The Hidden Geometry of Complex, Network-driven Contagion Phenomena
Institute for Theoretical Biology
Integrated Research Institute for the Life-sciences
Humboldt Universität zu Berlin
3:30 p.m. Thursday, May 26, 2016, Buchanan 1930 (lecture); 3512 Phelps Hall (reception)Flyer Video
Abstract: The past decade has witnessed the emergence and global spread of new, often highly contagious and virulent pathogens that spread across the globe in a matter of weeks or months. Emergent infectious diseases have not only become a key threat to global public health, but carry the potential of yielding major economic crises. Understanding and predicting the geographic spread of emergent infectious diseases has become a major challenge to epidemiologists, public health organizations and policy makers. Large-scale computer simulations that harbor methods from statistical physics, complex network theory and dynamical systems theory have become a key tool in this context. Brockmann will report on state-of-the art research in this area and will focus on a recent theoretic approach that reveals hidden geometries in global contagion phenomena of today. Further, he will discuss how these methods have been employed to assess the import risk of cases during the 2013/14 Ebola crisis and related outbreaks.

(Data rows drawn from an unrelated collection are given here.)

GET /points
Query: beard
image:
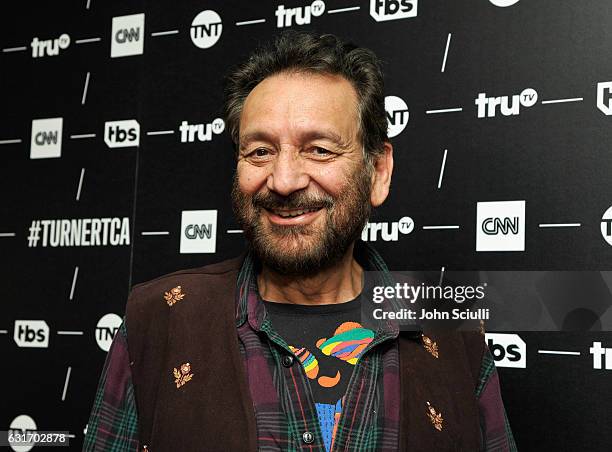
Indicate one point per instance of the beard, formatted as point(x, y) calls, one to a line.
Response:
point(305, 250)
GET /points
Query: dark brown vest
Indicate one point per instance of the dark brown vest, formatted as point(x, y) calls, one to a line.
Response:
point(214, 411)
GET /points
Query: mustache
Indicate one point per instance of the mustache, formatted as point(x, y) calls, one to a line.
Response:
point(296, 200)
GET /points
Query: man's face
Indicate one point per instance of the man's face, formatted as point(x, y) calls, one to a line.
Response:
point(302, 190)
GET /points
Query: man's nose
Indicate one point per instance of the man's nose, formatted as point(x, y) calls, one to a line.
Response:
point(288, 174)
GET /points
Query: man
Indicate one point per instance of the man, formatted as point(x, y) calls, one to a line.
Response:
point(268, 351)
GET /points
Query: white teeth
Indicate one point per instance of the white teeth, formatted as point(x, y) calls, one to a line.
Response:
point(293, 213)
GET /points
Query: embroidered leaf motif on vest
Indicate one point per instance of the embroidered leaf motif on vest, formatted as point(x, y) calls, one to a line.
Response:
point(175, 295)
point(183, 375)
point(435, 417)
point(430, 346)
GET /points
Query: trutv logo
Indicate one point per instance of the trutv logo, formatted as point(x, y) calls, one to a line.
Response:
point(382, 10)
point(508, 350)
point(389, 232)
point(203, 132)
point(302, 14)
point(49, 47)
point(127, 35)
point(508, 105)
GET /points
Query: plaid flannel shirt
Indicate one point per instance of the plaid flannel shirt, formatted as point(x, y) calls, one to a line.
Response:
point(285, 411)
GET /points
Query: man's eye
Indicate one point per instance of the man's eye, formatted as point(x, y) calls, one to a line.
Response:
point(260, 152)
point(321, 151)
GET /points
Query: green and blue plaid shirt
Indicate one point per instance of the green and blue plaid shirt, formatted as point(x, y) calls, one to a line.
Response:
point(285, 412)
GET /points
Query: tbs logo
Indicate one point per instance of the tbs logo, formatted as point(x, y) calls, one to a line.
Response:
point(31, 333)
point(122, 134)
point(508, 350)
point(382, 10)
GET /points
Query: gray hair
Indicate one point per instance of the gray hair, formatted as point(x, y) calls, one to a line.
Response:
point(318, 54)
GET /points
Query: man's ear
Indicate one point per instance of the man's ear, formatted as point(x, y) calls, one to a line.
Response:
point(381, 177)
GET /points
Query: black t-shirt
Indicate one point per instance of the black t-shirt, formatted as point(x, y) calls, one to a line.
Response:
point(328, 340)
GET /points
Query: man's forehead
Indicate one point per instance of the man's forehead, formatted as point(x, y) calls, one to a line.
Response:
point(308, 105)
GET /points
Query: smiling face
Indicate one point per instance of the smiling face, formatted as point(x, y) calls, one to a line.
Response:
point(302, 191)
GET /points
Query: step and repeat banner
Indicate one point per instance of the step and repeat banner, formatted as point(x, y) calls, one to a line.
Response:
point(116, 168)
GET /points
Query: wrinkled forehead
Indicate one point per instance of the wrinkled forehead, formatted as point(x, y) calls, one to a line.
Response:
point(295, 105)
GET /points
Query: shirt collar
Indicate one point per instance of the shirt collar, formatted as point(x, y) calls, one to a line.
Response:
point(249, 306)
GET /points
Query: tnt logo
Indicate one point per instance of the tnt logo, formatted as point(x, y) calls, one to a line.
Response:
point(397, 115)
point(31, 333)
point(604, 97)
point(203, 132)
point(389, 232)
point(198, 231)
point(606, 226)
point(602, 357)
point(106, 329)
point(24, 426)
point(382, 10)
point(127, 35)
point(206, 29)
point(46, 138)
point(508, 350)
point(49, 47)
point(122, 134)
point(302, 14)
point(500, 226)
point(487, 106)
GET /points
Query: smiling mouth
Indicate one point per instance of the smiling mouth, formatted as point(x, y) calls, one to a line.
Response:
point(292, 213)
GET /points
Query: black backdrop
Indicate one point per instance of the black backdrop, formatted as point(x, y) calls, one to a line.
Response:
point(554, 155)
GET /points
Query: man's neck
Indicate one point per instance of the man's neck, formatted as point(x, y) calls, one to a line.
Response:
point(338, 284)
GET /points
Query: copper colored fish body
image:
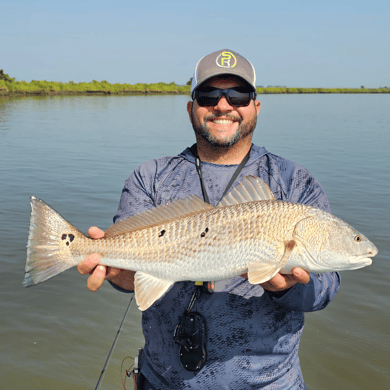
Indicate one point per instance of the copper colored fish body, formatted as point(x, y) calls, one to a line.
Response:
point(188, 239)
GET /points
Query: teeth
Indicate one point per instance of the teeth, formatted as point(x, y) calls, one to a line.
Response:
point(223, 121)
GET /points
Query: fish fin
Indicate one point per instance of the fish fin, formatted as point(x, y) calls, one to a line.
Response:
point(250, 189)
point(262, 272)
point(149, 289)
point(49, 244)
point(179, 208)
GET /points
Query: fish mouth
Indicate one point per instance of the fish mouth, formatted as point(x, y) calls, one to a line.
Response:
point(362, 260)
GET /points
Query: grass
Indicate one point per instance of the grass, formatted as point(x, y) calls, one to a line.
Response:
point(104, 87)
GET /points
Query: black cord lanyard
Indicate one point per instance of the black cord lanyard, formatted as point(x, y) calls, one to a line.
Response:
point(209, 287)
point(194, 151)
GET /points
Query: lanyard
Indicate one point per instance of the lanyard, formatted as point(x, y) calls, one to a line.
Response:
point(194, 151)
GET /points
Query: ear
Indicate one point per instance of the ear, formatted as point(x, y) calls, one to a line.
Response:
point(189, 108)
point(257, 106)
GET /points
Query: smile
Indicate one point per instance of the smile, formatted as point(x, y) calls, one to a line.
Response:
point(223, 121)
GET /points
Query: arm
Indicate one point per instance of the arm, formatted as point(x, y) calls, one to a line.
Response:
point(301, 290)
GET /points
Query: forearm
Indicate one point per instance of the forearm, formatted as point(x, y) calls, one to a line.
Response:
point(315, 295)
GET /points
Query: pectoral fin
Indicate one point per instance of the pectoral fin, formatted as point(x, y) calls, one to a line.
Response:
point(262, 272)
point(148, 289)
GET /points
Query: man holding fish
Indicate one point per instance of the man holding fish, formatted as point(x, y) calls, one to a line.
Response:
point(230, 333)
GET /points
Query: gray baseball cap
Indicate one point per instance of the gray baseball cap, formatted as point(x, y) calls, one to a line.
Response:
point(223, 62)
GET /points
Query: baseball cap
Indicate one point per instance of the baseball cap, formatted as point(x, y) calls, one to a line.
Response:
point(223, 62)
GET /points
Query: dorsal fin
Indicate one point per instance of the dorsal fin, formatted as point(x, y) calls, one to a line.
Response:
point(179, 208)
point(250, 189)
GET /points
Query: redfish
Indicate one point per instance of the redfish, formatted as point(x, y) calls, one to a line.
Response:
point(249, 232)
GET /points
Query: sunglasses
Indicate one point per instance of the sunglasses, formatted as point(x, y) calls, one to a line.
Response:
point(190, 335)
point(209, 96)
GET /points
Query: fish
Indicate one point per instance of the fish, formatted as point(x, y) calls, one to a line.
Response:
point(249, 231)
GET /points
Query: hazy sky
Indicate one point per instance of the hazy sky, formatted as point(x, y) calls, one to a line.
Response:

Bio: Dirk Brockmann is professor at the Institute for Theoretical Biology, the Integrated Research Institute for the Life-sciences at Humboldt Universität zu Berlin where he lead the Complex Systems group. He also has an affiliation with the Robert Koch Institute, Berlin where he leads the research group “Epidemiological Modelling of Infectious Diseases.” Brockman is a theoretical physicist and received his degree in 2003 from the University of Göttingen, Germany. Before his relocation to Berlin, we was associate professor in the Dept. of Engingeering Sciences and Applied Mathematics and the Northwestern Institute on Complex Systems at Northwestern University. His research focuses on complexity in the life-sciences, social sciences, and other disciplines including dynamical systems and complex networks and contagion phenomena on network structures.